The revised forecasts for the 2020/21 cocoa season published by the ICCO Secretariat in its latest issue of the Quarterly Bulletin of Cocoa Statistics suggest a production surplus of 165,000 tonnes. Increases in production and grindings are expected at 6.3% to 5.024 million tonnes and at 3.0% to 4.809 million tonnes, respectively.

Production is projected to increase by almost 9% to 3.871 million tonnes in Africa and by 2.2% to 278,000 tonnes in Asia and Oceania. A slight reduction of 1.7% to 875,000 tonnes is forecast for the Americas. Grindings are expected to expand to 4.809 million tonnes, up by 138,000 tonnes, representing a 3.0% increase compared to the revised estimate of 4.671 million tonnes for 2019/20.
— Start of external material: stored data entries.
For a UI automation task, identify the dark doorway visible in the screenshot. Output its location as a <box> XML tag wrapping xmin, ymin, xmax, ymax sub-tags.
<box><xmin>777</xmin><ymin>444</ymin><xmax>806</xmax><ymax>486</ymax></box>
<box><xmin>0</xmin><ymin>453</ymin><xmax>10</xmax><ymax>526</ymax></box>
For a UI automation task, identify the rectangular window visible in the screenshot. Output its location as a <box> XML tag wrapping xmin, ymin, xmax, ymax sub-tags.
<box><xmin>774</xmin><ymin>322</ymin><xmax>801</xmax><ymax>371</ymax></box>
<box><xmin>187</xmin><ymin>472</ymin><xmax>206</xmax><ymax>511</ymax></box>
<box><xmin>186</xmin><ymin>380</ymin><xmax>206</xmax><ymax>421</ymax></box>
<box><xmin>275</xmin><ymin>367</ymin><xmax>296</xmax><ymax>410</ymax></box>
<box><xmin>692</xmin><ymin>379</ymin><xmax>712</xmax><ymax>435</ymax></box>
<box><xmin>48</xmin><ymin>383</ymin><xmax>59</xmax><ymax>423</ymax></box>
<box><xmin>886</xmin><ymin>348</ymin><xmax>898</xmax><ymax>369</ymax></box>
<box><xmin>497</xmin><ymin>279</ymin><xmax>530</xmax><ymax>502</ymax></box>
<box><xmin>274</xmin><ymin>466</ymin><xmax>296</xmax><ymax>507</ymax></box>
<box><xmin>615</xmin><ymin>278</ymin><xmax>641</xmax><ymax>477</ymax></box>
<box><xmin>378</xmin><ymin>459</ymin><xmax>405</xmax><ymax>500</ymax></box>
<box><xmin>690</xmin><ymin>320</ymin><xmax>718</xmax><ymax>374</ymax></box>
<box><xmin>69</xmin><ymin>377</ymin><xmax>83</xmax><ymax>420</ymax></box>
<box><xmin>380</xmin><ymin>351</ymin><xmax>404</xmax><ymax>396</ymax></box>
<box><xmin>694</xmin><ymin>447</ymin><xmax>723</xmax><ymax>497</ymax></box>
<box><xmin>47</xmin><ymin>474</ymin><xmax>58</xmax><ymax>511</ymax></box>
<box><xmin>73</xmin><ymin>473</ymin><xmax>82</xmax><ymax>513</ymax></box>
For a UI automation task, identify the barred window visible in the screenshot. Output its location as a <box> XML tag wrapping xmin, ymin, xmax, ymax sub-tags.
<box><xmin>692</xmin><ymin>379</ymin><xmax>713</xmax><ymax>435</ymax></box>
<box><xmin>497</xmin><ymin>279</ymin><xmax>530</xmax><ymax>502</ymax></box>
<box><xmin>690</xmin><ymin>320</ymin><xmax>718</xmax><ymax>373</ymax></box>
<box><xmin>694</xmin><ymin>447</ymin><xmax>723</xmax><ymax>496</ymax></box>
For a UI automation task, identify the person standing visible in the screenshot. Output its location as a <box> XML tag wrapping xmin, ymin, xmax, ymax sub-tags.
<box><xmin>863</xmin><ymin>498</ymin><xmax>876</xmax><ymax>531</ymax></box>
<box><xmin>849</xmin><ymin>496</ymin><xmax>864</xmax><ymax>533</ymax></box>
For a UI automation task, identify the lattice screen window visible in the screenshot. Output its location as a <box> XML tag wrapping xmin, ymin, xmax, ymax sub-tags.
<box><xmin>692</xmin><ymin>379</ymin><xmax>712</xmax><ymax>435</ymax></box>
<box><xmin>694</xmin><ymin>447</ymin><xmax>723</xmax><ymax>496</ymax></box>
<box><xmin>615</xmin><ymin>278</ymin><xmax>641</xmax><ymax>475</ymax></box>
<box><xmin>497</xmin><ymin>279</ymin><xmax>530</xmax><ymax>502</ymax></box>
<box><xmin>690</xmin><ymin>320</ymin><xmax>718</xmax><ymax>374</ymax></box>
It is anticipated that processing activities will grow by 5.4% to 1.156 million tonnes in Asia and Oceania, while a growth of 2.4% to 1.019 million tonnes is projected in Africa. In the Americas, processing activities are forecast to expand by 7.1% to 946,000 tonnes whereas a 0.5% drop to 1.688 million tonnes is envisaged in grindings activities for Europe compared to the level attained in the same period of the previous season.